I think the problem is that not a lot of things do catch me offguard, but when something does, it can really stagger me. I am not going to explain how I was awkward tonight, at least not on the internets. If you’re curious, I will tell you in person and you can laugh at me or if you’re nice, commiserate. Either are acceptable at this point.

About The Previous Posts

I probably should have explained the previous posts. Basically, it's a continuation from Twitter. If someone favorited my 3000th tweet, I took a few minutes to write a few musings about them... even if that person was someone's dog.

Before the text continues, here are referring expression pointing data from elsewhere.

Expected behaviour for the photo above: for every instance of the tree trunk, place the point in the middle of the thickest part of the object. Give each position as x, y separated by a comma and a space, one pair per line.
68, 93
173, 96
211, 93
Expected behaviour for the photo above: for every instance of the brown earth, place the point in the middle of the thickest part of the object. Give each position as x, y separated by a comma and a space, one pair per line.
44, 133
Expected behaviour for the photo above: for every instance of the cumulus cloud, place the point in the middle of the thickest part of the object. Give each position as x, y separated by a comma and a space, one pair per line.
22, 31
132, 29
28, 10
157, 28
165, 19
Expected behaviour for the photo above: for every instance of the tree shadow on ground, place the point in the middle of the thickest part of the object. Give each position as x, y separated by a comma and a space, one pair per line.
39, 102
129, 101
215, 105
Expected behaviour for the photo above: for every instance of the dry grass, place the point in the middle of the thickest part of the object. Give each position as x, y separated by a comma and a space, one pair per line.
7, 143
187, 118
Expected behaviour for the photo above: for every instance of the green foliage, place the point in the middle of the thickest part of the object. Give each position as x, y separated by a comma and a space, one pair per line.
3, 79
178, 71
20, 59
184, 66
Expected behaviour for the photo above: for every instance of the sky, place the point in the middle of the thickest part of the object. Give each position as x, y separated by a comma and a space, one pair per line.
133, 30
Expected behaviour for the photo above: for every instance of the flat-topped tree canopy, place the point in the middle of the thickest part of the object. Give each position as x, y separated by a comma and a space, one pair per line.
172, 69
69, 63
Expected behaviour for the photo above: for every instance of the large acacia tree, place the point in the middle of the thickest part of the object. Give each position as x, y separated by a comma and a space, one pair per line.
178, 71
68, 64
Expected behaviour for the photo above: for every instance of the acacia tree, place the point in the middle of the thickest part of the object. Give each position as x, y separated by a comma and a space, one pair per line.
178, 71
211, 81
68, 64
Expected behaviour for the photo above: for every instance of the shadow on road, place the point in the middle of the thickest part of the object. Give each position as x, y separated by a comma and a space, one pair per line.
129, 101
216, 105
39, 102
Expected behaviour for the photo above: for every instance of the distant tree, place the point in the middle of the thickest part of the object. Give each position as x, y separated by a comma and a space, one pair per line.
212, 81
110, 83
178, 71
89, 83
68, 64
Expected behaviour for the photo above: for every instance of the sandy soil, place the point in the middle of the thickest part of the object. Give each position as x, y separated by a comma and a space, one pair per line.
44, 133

In other news, I've decided to try and get some of my writing published on online blogs and websites. What doesn't get accepted (probably a lot) will eventually make it's way here. I'll also keep writing things here of course, but anything that looks more polished was probably a rejected piece. That'll happen too.

Monday, April 2, 2012

Anne

Cont. from Twitter:

It's taken me a while to write this because there isn't a whole lot I can write that you don't already know, and the last thing I want to do is rehash old news. So perhaps this is new, perhaps it isn't. I don't know about you, but one of the things that I assume is that we're going to be friends for a while. I'm not saying we should make matching friendship bracelets at summer camp and swear to stay in touch once school starts. I don't think our friendship needs that type of reinforcement. We've remained friends despite changes in proximity, relationship status, and employment. Sure there are lulls from time to time, but the lulls (not lols) have never been an indicator of a new normal.

So, I guess I more or less assume that you're going to be around in my life for the foreseeable future, making corny jokes, calling me on my bullshit, and in general just being a good friend. I can't say that about every person who enters my life. (Even my parole office Barry had to leave after five years.) While I value the friendships I have and I do my best to maintain them, circumstance doesn't always make it possible to stay in touch. Like tectonic plates or the third Fast and Furious movie, people drift.

I've always felt as if I've known you for a long time, and I guess what I haven't consciously realized is that feeling stretches both into the past and into the future.